Do you think a state government can effectively fund an aviation college?

This depends on how much money that state government has; I think a state government can fund an aviation college.

Like I said earlier, a training institution for aviation is like a taproot, which goes far into the ground, gets all the nutrients, and feeds the branches and others.

I think initially, when they started this college, they were doing very well. There was money, but this money trickled down and unfortunately, they were not able to cope. That is why they had some of their students that did not graduate at the right time.

How has the paucity of foreign exchange affected your operations?

We are not getting our foreign exchange from the Central Bank of Nigeria (CBN). We are getting our forex from the second-tier market. Something that is just a hundred dollars will cost you N800,000.

So, it has been very expensive.
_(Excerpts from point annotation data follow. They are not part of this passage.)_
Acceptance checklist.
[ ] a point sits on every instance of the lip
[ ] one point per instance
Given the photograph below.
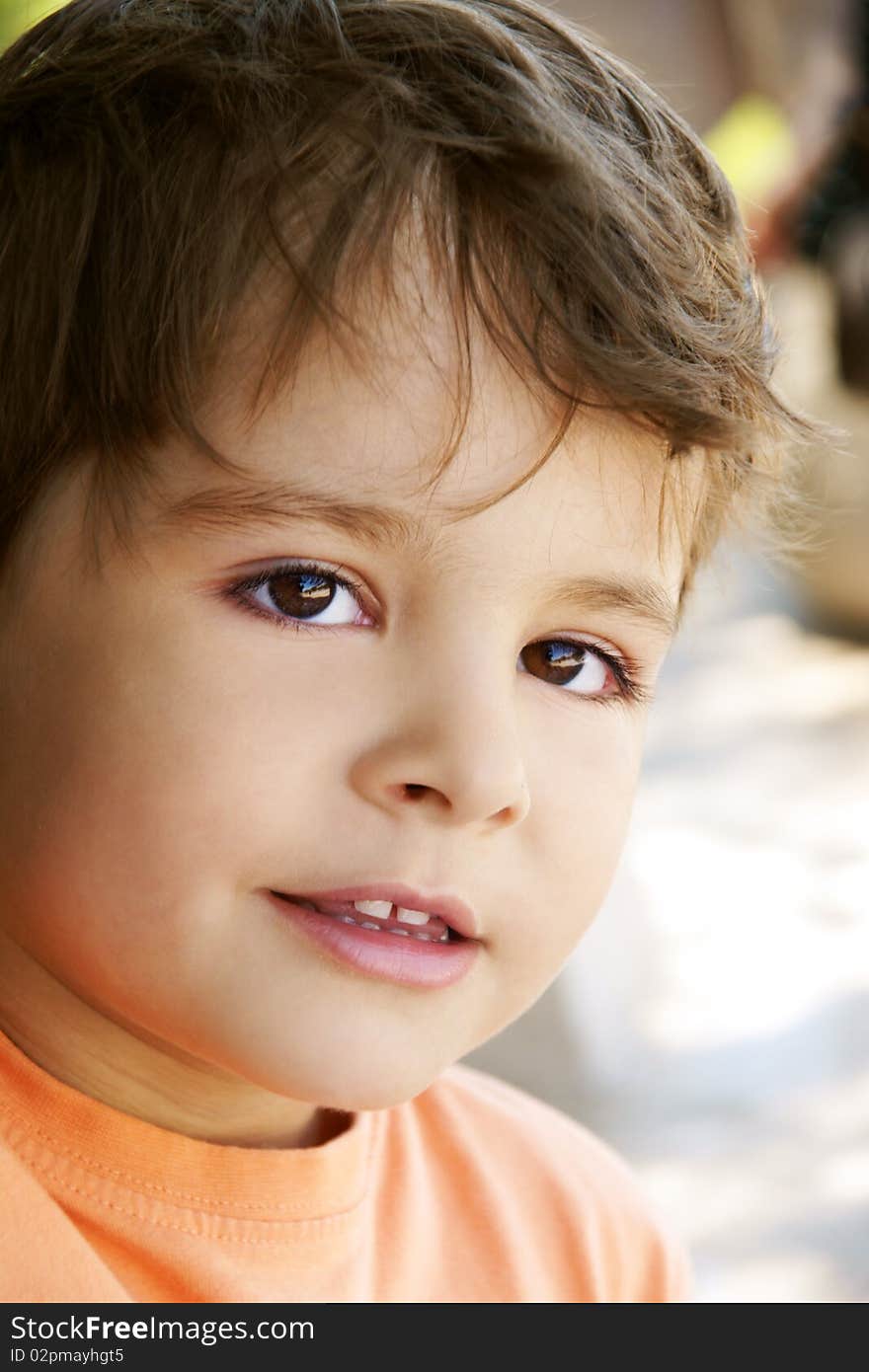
(452, 910)
(409, 962)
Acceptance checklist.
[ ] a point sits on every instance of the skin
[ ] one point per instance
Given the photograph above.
(171, 755)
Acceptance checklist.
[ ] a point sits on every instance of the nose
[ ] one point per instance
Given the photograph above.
(449, 746)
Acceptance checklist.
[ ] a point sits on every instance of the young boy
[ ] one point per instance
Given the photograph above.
(376, 376)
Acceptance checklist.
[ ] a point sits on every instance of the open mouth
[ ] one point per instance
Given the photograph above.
(393, 921)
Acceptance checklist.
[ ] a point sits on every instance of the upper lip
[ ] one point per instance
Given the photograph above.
(452, 910)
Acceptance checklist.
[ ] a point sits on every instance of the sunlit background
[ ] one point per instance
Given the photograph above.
(714, 1024)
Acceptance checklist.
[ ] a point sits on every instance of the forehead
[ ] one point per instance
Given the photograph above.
(357, 438)
(391, 429)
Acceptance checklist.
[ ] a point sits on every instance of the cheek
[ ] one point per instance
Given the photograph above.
(576, 833)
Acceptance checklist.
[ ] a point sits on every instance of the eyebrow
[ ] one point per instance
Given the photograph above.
(240, 509)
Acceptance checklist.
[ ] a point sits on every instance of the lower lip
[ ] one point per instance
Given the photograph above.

Unfortunately, whatever money we have, we give it to them, they change it for us. Sometimes, the money that is given to us from the second-tier market may not be enough to do what we need to do. We need to do something to make sure that we get enough of what we need.

What led to the initial challenges that made students stay longer than necessary?

I was not here then, but I think what led to it was the COVID-19 pandemic. You still have some staff in the school that we still have to pay. I think that led to the extension of their stay at the school.

You said the fees would be reviewed when you have new intakes, how much do you think would be most appropriate?

Now, our school fee is about N12.5 million for piloting, and that is exactly what Zaria is charging. I learnt that Zaria has increased to about N17.5 million. We will not stop at N17 million because it is not adequate for us. We will go higher than that, but we have not determined how much our new fees would be.

Zaria gets subventions and grants from the federal government. Zaria also shares from the Bilateral Air Service Agreements (BASAs) and also from the Ticket/Cargo Sales Charge collected by the Nigeria Civil Aviation Authority. Ilorin doesn’t get anything from the federal government. Definitely, we will go higher than N17.5 million.

In South Africa, the training school charges about N28 million. This is exclusive of the airfares, accommodation and feeding for the duration of the course.

In America, it is about $40,000 and I have not converted that of the United Kingdom, but we are charging N12.5 million, which is nothing as everything we do in aviation is based on dollars; the equipment we are using is in dollars, spare parts are in dollars and even some of the instructors that are going to be foreign, they are going to ask for dollars. So, it is reasonable for us to increase our tuition fees.

We are begging the federal government to assist us. The government should know that we are training Nigerians that are going to work for the government and Nigerian airlines. I think it is just reasonable for the federal government to give us some allocations yearly.

Secondly, the federal government is giving some amount of money to private airlines to cushion the effect of COVID-19, inflation and others, but we are not getting any of these.

Thirdly, we pay customs duties on our imported parts and aircraft, I think the federal government should look into that and give us some relief. We should be exempted from customs duties and be given subventions or grants yearly.

We are training Nigerians, we are Nigerians and Kwara State is part of Nigeria. They should make us feel that we belong to Nigeria.